The coronavirus pandemic has triggered unprecedented challenges for the global economy. The financial sector is being closely watched considering its exposure to risky assets. The situation is the same in Nigeria and as the economy gradually reopens, attention is now pointing towards Nigerian banks and how bad their risk assets are.
Nairametrics did a report last week detailing banks that are exposed to oil and gas, a sector that is more than any devastatingly affected by the global lockdown. We continue to focus on this sector as we review reports and publications that could provide an insight into what might befall banks.
One of such report is that of Augusto & Co Limited, a credit rating firm. The firm earlier in the year published its preliminary forecasts (pre-COVID-19) for the Nigerian banking sector’s non-performing loans (NPL) ratio for the 2020 financial year. The agency had projected 9.4% based on its expectations that major impaired loans would be written off, there would be growth in the loan portfolio and that the IFRS 9 impact would be moderated.
With the advent of COVID-19 and associated risks, Augusto increased its projection to 13% in the short term.

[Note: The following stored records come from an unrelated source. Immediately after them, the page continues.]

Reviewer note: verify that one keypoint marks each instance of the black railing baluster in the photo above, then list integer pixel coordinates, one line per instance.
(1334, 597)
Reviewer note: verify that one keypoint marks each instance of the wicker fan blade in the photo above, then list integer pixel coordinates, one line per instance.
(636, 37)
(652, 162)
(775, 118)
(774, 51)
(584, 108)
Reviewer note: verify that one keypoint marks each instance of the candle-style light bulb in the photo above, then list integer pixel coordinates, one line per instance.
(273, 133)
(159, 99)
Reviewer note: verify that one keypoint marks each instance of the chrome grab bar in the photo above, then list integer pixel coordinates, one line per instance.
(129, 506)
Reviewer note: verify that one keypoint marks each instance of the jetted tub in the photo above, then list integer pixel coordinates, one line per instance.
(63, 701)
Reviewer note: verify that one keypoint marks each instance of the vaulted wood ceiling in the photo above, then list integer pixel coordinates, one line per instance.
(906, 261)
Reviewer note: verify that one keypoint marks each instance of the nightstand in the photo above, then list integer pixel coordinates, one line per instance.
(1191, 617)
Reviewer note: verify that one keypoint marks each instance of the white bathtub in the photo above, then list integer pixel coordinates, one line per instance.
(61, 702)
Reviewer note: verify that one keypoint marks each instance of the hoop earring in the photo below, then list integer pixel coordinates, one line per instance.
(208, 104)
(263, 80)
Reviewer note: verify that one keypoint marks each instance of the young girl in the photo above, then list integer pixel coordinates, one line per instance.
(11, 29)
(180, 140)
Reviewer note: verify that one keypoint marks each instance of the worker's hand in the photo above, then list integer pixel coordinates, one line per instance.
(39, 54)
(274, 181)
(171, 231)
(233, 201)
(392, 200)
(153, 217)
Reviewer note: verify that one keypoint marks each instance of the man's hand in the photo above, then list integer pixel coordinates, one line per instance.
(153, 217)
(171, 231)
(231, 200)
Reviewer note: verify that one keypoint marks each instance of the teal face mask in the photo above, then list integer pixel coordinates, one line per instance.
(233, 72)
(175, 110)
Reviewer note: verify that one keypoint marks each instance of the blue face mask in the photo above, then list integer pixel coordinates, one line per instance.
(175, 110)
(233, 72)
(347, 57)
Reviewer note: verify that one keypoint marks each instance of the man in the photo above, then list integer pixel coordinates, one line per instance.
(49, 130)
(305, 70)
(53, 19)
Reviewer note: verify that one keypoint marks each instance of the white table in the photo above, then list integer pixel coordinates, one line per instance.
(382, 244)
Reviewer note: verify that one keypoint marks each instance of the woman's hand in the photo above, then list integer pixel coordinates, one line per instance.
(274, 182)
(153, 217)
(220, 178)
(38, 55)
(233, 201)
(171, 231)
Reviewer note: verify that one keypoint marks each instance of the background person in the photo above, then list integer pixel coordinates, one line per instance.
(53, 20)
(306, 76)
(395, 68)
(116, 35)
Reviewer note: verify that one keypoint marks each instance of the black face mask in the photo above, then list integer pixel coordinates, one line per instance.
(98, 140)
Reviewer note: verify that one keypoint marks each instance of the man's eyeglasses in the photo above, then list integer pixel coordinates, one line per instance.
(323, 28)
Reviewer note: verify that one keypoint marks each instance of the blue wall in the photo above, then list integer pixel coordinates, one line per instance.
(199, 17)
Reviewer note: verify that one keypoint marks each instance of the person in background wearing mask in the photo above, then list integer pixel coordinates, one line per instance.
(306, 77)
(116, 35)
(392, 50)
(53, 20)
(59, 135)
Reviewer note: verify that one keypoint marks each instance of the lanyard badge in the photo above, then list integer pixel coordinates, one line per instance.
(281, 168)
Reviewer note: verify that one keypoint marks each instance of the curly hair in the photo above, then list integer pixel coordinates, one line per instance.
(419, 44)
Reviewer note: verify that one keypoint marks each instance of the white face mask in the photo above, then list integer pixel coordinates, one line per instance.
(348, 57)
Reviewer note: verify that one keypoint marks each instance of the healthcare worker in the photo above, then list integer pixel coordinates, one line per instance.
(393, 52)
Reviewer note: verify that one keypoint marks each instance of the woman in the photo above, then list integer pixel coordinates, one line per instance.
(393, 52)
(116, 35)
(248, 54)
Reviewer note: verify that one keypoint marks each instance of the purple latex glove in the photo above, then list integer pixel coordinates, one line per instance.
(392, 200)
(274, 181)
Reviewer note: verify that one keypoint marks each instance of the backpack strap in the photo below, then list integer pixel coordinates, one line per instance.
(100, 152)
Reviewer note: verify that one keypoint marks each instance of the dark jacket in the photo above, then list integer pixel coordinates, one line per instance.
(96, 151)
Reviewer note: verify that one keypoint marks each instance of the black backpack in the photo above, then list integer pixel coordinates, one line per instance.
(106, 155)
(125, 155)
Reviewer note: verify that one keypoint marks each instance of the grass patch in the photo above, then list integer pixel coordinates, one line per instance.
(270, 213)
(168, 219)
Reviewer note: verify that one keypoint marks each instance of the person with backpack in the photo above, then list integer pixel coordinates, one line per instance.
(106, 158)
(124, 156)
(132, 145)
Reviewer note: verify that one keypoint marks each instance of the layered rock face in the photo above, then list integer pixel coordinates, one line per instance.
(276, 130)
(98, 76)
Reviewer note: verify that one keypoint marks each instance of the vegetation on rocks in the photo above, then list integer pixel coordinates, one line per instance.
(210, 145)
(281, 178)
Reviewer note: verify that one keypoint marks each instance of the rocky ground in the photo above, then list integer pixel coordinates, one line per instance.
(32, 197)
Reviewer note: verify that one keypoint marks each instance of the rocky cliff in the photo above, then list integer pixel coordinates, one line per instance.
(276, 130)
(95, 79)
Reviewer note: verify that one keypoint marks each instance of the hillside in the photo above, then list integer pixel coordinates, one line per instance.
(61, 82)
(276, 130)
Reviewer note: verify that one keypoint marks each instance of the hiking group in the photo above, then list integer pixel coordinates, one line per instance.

In an industry report issued by Augusto & Co. Limited and seen by Nairametrics, it stated,
“We have revised our NPL ratio expectations to 13% in the short term. Our revised forecast is a moderated revision of CBN’s 2016 stress test on the impact of the lower oil prices on the banking industry’s loan book. Our forecast assumes that with crude oil prices averaging $30-$35 per barrel, a proportion of the oil and gas loan book will be impaired. We also expect a rise in impairment levels in other sectors.
“However, our prognosis may be somewhat moderated by the forbearances granted by the Central Bank of Nigeria (CBN) to banks to cushion the impact of the pandemic on the Industry’s performance. These forbearances include the allowance for restructurings of loans to businesses and individuals highly impacted by the pandemic, such as hospitality, manufacturing, and oil and gas firms, to reflect challenges in the sectors.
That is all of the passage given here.